Brief description:
As a managed service, we ensure the error-free operation of the application that controls the global central compliance monitoring and patch management. This automation solution makes it possible to roll out configuration changes to a large number of servers globally in a uniform manner.
The Managed Service works with various interfaces and partners within the Group and its subsidiaries.
Situation:
The customer wants to use its server automation solution to ensure uniform management and operation of its global infrastructure (more than 150,000 servers). At the time of the initial introduction, several landscapes were already in operation, which were set up independently of each other for various reasons.
The unified solution was introduced as a strategic product, and over the years further features were added beyond the usual server automation and the range of functions for end customers was continuously expanded.
This includes, in particular, the creation of daily reports regarding configuration and patch compliance, but also customer-specific reports that help the customer’s server management teams to fulfill their tasks and create specific requirements, such as SOX and other audits.
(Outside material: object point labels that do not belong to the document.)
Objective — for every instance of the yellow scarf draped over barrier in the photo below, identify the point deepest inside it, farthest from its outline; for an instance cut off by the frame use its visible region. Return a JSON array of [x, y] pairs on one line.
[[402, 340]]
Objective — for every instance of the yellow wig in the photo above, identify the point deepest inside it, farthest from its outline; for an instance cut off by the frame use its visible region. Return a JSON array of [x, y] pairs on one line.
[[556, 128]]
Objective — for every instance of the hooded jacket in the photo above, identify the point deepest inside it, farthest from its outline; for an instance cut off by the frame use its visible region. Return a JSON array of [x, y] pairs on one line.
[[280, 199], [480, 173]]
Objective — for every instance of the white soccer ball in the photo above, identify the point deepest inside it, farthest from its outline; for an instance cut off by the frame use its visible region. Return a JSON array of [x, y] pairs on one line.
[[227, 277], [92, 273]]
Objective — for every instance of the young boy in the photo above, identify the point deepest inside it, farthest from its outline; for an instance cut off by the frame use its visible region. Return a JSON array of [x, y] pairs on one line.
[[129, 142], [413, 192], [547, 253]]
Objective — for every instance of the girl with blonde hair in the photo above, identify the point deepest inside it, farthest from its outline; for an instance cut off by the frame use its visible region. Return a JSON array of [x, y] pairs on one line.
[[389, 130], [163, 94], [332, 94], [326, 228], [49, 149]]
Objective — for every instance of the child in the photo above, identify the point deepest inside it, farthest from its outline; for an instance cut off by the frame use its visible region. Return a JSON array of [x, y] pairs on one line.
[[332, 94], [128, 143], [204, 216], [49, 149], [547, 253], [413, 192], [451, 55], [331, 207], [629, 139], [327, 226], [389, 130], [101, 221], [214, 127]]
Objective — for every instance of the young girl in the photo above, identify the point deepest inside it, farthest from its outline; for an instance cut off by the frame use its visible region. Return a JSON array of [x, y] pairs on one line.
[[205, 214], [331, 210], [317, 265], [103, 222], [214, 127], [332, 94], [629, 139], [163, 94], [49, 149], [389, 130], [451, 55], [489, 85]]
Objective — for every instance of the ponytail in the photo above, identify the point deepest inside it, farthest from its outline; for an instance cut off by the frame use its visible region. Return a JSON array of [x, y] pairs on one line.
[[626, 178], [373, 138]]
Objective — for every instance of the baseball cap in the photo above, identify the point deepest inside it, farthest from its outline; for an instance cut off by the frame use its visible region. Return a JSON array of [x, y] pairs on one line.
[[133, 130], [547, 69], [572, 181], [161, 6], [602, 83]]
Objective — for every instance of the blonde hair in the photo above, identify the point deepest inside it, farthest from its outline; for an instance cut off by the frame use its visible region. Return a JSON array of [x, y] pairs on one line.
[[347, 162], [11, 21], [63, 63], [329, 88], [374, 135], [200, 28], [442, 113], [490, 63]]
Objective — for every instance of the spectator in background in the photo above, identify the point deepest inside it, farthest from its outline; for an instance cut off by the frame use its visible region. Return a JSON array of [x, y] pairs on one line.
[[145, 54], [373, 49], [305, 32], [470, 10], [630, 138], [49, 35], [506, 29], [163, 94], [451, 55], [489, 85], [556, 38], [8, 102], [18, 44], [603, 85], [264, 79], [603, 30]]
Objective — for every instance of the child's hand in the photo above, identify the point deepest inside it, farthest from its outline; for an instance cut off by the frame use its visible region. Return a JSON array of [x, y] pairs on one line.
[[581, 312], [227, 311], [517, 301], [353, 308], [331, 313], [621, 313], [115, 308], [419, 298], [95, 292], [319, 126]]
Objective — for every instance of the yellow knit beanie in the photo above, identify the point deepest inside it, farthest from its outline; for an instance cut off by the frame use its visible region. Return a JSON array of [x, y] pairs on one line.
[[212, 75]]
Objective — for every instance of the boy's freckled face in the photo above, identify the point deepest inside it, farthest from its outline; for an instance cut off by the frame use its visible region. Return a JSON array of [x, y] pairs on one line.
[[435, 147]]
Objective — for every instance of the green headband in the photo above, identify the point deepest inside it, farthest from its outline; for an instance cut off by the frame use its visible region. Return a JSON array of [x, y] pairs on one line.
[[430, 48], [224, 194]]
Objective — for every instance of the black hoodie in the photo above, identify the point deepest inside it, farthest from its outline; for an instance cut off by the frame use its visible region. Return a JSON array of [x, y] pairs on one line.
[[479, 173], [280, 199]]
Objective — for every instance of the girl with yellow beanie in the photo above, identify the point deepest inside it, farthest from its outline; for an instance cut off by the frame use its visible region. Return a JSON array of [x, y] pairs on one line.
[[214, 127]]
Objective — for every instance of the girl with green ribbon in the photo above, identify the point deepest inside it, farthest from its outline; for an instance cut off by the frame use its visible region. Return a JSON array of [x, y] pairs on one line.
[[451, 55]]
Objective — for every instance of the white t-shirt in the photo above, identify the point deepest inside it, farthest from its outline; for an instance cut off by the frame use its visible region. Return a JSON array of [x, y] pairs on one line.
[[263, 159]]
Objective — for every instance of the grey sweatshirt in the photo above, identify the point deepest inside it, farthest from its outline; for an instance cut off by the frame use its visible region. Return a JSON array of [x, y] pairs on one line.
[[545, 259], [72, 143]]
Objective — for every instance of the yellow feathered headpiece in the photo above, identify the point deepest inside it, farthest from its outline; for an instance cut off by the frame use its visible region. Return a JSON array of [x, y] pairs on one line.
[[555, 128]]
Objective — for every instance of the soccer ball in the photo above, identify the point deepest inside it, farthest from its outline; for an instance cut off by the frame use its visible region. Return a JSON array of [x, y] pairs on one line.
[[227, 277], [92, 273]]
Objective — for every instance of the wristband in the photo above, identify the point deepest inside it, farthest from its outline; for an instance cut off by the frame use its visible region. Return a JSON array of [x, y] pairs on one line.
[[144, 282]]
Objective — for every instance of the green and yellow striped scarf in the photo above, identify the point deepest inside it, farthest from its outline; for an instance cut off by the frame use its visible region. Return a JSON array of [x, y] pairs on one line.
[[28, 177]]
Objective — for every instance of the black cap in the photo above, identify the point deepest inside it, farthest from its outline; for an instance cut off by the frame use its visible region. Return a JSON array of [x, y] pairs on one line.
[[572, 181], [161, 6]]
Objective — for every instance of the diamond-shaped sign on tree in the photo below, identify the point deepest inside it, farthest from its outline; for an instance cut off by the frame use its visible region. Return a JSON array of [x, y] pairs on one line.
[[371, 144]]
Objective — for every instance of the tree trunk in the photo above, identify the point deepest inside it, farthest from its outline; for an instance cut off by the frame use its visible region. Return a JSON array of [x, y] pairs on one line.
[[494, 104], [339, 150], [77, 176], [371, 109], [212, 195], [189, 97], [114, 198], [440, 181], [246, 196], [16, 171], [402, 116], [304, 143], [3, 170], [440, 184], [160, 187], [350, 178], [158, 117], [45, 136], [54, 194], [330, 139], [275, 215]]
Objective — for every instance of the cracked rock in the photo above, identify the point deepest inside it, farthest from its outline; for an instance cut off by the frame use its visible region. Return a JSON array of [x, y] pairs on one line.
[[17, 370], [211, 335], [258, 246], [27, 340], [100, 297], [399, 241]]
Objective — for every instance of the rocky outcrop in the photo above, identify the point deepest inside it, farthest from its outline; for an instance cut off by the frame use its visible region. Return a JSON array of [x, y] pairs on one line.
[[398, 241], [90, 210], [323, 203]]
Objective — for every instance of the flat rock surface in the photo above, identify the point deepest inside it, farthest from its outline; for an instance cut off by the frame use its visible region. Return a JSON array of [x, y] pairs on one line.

In addition, the solution is used by various teams for patch installation and also offers the option of using “auto-remediation” to fix security gaps in the configuration of services and applications without further user interaction. This remediation can be specifically adapted to the requirements of the customer team and take into account various guidelines in terms of security and general standards.
Customer request:
The aim of the project was to consolidate and optimize the existing global server automation solution and then to operate it independently as a managed service while ensuring the SLA.
- Increase and reporting of compliance at infrastructure, database and application level
- Automatic detection and – according to customer requirements – elimination of vulnerabilities through the optimal use of BladeLogic
- Consulting in server management / further development of the infrastructure required for operation
- Assumption of dedicated support and on-call service for users of the automation solution for support outside normal service hours
Challenges:
- Development of compliance checks
- Configuration compliance at OS, database and application level
- General security compliance
- Provision of on demand scanning
- Creation and further development of a SOAP interface for connecting and interacting with external systems
- Definition and creation of interfaces to various CMDB and reporting systems
- Automation of infrastructure operations
- Support in creating patch jobs and specific reporting
- Support in the creation of targeted reports and analyses across a large number of servers and infrastructure operators, including hyperscalers
- Consulting in the area of process design
- Optimization of internal processes
- Design and implementation of highly automated processes within server automation
- Advice on the revision of customer processes
- Further development of the server automation solution
- Integration of new customers
- Holistic requirements analysis and subsequent implementation
- Stable service operation /- Continuous optimization through automation
To this end, the service was initially analyzed and taken over as a managed service as part of a transition phase. In addition to the operation of the environments, Netlution is responsible for the further development of the landscapes, the implementation and monitoring of compliance checks and the implementation of auto-remediations as well as the stabilization and improvement of the actual environments. New environments are also set up and integrated into the service.
KPIs:
- Ensuring the secure operation of the customer infrastructure by monitoring the >150,000 servers
- Ensuring BladeLogic application operation (approx. 100 servers in several landscapes worldwide)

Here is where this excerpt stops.